How Fast is H.265/HEVC Software Encoding on ARM CPUs (iPhone/Android) With FFmpeg?
I recently had a crazy idea of using my idle mobile devices as a video render cluster. I have used the following FFmpeg command to compress a 4K H.264 footage to H.265 footage with a CRF (Constant Rate Factor) of 22, both on my Android phone and on my Mac:
- ffmpeg -i vid.mp4 -c:v libx265 -crf 22 -c:a copy vid-265-crf22.mp4
The command uses pure software encoding and is multi-threaded by default. Both on my phone and my computer, all the CPU cores were utilized above 95% during encoding. I have used Homebrew on my Mac to install the FFmpeg package, whereas on my Android, I have used Termux.
The speed difference between desktop and mobile encoding was astounding! In the article, you will discover why there is such a difference along with what the future holds for H.265 software encoding on mobile devices.
Resources
You can find the video narration of this article on YouTube: https://www.youtube.com/watch?v=UZCKD-zcrfU
Video has additional tips and illustrations. If you want to read the comments or leave a comment, do so under the YouTube video. If you want to contribute to the article, make a pull request on GitHub.
Relevant resources referred to in this article:
- Discussion on Doom9 Forum about x265 encoding speed on ARM processors
- x265 Source Code
- Nvidia NVENC hardware encoder quality test for H.264
The Numbers
As I mentioned, I did the FFmpeg H.265 software encoding comparison between ARM and x86. The speed difference between my quad-core Intel i7 4850HQ 15” MacBook Pro and my 8-core Exynos 7885 Samsung phone was an astounding 1000%!
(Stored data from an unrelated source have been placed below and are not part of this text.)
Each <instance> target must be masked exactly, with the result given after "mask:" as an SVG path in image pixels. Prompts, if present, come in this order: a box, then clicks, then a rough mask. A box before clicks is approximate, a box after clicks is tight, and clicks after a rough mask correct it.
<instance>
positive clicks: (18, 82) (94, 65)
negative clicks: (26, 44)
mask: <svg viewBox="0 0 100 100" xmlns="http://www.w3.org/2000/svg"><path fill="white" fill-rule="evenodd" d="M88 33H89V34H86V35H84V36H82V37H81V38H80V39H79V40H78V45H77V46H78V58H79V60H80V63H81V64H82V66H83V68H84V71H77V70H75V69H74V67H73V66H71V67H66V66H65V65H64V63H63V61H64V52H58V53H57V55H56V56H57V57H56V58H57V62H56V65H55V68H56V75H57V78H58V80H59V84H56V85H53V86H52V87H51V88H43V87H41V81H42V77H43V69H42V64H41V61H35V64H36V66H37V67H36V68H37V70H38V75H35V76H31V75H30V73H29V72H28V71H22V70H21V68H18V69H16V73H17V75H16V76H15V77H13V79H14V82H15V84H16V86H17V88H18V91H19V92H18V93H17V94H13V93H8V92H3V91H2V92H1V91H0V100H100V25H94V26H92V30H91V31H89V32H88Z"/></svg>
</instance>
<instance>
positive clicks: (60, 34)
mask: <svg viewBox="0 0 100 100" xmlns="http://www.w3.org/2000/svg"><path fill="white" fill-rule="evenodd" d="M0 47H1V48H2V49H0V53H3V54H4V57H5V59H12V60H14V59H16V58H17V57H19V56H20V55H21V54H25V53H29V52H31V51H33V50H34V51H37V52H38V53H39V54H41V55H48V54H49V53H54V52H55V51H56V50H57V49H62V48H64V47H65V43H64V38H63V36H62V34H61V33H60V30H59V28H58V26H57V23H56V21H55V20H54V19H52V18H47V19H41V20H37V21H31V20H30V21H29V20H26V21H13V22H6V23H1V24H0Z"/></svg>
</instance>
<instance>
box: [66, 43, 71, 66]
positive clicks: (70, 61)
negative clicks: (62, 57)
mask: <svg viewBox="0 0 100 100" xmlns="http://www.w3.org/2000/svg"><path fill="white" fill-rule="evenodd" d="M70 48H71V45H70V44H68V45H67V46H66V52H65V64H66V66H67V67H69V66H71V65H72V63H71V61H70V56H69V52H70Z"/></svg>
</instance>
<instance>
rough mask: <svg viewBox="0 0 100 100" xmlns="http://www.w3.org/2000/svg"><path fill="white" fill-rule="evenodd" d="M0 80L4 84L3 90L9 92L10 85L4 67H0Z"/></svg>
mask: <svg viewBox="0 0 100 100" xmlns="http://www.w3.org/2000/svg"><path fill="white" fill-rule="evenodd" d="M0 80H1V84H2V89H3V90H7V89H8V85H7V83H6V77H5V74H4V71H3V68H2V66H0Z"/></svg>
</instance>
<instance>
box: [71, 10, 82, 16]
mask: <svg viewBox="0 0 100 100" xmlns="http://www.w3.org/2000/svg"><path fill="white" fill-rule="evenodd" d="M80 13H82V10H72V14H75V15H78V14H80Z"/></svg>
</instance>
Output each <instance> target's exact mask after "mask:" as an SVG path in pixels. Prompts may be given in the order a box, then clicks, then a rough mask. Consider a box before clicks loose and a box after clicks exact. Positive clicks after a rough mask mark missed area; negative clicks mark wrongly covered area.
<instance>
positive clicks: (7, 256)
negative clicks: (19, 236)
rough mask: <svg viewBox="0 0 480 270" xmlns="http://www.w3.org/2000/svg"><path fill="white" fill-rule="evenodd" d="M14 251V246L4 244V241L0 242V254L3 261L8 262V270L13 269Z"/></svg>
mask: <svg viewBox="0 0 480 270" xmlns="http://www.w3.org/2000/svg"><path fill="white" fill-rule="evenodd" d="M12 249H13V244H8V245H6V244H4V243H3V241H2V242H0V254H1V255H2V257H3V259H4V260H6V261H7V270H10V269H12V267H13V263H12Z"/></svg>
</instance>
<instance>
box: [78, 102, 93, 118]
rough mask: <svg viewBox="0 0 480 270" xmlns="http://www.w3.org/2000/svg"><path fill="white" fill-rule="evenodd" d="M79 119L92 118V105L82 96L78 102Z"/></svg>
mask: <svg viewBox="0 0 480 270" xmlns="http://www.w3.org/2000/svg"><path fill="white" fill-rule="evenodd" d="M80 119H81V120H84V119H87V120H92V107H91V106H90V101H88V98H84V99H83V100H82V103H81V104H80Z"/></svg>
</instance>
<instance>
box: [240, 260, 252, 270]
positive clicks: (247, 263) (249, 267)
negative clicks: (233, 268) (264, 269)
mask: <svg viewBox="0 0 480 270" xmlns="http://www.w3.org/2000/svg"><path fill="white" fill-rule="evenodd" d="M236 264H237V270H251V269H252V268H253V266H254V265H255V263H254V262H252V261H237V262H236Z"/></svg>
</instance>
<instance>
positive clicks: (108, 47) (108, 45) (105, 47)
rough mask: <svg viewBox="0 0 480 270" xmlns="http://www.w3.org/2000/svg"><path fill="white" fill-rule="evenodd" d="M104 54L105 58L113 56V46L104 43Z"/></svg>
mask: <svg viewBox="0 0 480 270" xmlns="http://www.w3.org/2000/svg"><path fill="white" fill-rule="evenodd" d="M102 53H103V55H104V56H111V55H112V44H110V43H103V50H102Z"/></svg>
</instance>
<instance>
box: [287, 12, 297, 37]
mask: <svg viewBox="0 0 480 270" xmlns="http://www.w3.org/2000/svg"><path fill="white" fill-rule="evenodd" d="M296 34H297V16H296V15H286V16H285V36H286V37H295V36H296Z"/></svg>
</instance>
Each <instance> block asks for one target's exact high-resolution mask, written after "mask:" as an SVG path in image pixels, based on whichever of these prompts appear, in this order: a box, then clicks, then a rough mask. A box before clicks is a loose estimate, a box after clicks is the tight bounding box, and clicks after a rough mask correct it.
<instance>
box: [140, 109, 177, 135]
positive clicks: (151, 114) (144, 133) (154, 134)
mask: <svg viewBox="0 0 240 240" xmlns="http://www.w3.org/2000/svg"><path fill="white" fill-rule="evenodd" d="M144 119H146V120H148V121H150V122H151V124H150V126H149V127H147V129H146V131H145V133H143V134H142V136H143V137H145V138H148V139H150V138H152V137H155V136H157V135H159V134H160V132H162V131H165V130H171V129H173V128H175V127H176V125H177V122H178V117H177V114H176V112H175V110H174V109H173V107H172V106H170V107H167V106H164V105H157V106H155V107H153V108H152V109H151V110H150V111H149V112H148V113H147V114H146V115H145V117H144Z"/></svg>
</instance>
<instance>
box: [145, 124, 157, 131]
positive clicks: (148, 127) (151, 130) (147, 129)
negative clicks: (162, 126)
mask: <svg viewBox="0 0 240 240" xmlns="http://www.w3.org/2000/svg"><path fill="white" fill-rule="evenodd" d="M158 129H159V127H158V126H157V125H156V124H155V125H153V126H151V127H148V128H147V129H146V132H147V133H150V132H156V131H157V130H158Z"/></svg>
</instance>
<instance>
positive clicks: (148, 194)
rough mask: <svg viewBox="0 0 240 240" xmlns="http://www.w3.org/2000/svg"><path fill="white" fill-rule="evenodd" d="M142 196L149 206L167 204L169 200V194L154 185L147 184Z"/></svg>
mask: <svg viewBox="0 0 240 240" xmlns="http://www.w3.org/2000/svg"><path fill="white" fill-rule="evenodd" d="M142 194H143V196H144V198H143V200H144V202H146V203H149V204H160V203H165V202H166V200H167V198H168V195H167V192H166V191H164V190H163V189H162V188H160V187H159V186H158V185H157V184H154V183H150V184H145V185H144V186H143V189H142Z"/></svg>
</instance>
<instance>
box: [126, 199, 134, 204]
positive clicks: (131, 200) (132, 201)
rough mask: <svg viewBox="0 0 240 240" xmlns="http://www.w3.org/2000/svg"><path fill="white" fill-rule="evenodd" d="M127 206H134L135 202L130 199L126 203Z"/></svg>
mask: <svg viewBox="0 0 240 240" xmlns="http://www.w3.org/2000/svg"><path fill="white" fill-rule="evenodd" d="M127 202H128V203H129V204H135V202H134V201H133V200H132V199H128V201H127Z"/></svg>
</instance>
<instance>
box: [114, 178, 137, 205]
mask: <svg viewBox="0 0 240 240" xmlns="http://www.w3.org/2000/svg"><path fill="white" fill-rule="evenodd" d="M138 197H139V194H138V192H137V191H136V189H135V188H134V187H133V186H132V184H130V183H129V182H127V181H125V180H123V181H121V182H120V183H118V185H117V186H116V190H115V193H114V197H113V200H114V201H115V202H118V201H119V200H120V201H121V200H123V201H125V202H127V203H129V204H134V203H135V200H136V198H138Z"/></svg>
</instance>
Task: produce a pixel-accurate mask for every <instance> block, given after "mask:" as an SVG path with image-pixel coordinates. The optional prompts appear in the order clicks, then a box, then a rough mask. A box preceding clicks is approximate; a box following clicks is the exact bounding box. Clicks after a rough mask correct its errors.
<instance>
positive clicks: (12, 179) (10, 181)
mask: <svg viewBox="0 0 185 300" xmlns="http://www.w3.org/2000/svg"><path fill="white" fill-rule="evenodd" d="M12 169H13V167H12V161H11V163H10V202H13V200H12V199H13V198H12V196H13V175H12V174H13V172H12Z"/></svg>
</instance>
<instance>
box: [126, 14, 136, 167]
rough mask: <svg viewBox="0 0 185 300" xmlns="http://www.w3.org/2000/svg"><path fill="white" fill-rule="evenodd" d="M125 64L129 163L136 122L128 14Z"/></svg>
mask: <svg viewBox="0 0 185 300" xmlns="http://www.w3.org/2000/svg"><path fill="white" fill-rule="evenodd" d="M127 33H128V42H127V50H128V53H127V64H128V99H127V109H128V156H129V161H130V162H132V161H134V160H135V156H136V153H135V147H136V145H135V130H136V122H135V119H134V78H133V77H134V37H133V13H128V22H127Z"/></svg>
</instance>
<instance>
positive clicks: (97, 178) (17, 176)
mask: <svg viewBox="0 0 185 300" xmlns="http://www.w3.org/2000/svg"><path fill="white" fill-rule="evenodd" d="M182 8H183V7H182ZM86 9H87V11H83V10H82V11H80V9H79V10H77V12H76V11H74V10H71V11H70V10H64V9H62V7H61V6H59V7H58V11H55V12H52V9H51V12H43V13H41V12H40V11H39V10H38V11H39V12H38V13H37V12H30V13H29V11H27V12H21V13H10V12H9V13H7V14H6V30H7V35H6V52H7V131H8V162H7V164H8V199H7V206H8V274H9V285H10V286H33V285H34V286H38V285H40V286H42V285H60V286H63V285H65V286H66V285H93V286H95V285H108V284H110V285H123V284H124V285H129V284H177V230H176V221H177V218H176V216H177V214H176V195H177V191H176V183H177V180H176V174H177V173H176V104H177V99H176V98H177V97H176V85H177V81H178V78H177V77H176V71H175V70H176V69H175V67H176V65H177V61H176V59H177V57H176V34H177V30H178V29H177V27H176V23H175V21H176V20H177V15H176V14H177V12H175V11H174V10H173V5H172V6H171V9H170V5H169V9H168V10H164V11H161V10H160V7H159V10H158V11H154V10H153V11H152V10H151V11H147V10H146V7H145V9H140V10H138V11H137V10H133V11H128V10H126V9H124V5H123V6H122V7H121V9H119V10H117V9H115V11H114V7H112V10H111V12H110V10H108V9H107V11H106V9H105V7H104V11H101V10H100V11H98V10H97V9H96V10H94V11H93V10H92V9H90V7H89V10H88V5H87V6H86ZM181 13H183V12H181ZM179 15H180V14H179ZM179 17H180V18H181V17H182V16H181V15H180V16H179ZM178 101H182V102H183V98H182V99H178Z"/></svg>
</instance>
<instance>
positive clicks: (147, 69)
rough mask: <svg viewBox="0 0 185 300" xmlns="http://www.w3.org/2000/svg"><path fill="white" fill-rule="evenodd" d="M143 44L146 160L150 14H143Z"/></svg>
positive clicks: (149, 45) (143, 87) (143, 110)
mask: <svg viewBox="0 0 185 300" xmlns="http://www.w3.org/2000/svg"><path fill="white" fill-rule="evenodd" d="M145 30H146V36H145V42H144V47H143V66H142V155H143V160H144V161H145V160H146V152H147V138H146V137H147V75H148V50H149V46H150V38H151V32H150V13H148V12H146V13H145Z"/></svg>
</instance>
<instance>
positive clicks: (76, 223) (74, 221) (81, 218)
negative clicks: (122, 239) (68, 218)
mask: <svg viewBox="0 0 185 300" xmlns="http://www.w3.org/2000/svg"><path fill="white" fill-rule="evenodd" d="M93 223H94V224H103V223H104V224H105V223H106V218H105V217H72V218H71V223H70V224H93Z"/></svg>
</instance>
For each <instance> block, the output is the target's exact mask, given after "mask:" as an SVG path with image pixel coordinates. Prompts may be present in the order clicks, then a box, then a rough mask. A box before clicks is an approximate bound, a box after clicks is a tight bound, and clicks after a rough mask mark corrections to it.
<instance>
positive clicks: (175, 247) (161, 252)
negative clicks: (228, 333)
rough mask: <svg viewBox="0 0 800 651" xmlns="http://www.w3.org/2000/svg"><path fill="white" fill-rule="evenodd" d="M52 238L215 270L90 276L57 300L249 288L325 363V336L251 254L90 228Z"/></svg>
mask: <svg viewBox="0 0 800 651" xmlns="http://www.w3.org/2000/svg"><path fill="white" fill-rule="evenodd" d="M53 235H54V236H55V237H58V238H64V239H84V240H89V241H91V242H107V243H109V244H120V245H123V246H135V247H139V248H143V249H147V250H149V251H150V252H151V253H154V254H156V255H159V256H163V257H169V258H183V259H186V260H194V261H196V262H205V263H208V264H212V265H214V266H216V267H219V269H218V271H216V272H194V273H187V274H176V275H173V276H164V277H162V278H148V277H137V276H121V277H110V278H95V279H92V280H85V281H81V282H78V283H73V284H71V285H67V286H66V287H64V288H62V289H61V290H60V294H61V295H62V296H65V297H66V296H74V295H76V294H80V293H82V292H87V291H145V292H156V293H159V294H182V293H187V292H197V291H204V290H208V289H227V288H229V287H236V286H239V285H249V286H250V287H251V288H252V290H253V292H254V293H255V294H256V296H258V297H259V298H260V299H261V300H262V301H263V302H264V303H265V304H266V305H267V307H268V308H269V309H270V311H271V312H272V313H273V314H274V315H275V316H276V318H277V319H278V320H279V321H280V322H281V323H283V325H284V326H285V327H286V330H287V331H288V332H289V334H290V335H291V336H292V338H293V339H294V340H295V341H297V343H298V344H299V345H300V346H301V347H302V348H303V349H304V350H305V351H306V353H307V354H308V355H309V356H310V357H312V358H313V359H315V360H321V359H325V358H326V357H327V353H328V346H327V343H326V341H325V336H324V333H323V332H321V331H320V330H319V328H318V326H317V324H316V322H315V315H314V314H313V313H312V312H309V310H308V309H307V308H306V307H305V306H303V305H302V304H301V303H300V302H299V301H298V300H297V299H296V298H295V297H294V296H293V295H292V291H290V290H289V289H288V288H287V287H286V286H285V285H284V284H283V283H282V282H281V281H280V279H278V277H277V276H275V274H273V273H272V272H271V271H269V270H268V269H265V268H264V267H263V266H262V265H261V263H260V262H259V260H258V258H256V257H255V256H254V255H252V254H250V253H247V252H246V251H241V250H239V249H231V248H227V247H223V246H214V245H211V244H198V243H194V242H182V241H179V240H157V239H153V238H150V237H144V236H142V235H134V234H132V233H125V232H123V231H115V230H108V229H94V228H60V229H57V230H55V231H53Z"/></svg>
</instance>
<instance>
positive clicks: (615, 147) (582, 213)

- 4-core Intel i7 4850HQ: ~3.3 fps @ 45 Watts
- 8-core Exynos 7885: ~0.31 fps @ 5 Watts
That is a 10-fold difference overall or 20-fold difference per core. The Intel CPU in my 15” MacBook Pro is rated for 45W TDP (Thermal Design Power), whereas my phone’s ARM CPU is rated for a measly 5W. There is a 9-fold difference in the thermal envelope of these CPUs, so that must explain the massive difference in performance, right? Not really. If we check out the Geekbench score for these two CPUs, the difference is only 3.5-fold:
- 4-core Intel i7 4850HQ: 3463 (Multi-Core)
- 8-core Exynos 7885: 1010 (Multi-Core)
This is very much in line with my expectations. I would expect ARM CPUs to be substantially more power-efficient than desktop processors. So, seeing an ARM processor be about 2.5-times more power-efficient per Geekbench score is perfectly normal to me.
- 4-core Intel i7 4850HQ: 77 Geekbench Score / Watt
- 8-core Exynos 7885: 202 Geekbench Score / Watt
So why is the H.265 encoding with FFmpeg 10-times slower on an ARM processor? According to my research, the x265 library used by FFmpeg is not well optimized for ARM yet. Quoting directly from the official x265 project’s response on a discussion on this topic in Doom9 Forums:
“We have some limited ARM Neon optimization (x265\source\common\arm), but this is not anywhere near as complete as our x86 SIMD optimization. We have had discussions with various people at various times about doing a full optimization effort, but as of today this has not bubbled up to the top of the priority list for our customers or our strategic hardware partners. Of course, x265 is open source, and contributions are always welcomed.”
I went ahead and checked the x265 project’s source code on GitHub and seen that ARM code is very rarely updated whereas the x86 code is much more frequently maintained. It is safe to assume that H.265 software encoding performance on ARM devices like phones and tablets will not improve anytime soon. It might be possible to use the hardware encoders found on these devices to accelerate H.265 encoding massively. However, hardware encoders generally perform worse than software encoders in terms of quality, and they do not offer a rich selection of parameters that you can use with the software encoder. For instance, I do not know of any H.265 encoder that supports Constant Rate Factor yet, which is my go-to encoding mode.
Conclusion
If you want to use your spare Android or iPhone for H.265 video encoding, forget about it! It is painstakingly slow. I am back to leaving my laptop on during nights for rendering. However, I have recently read that the latest generation of Nvidia cards delivers excellent H.264 quality with their NVENC hardware encoder. If you want to check out the quality analysis video, the link is in the resources section above. If I decide to build a desktop render machine with Nvidia hardware, I will test it on H.265 and let you guys know.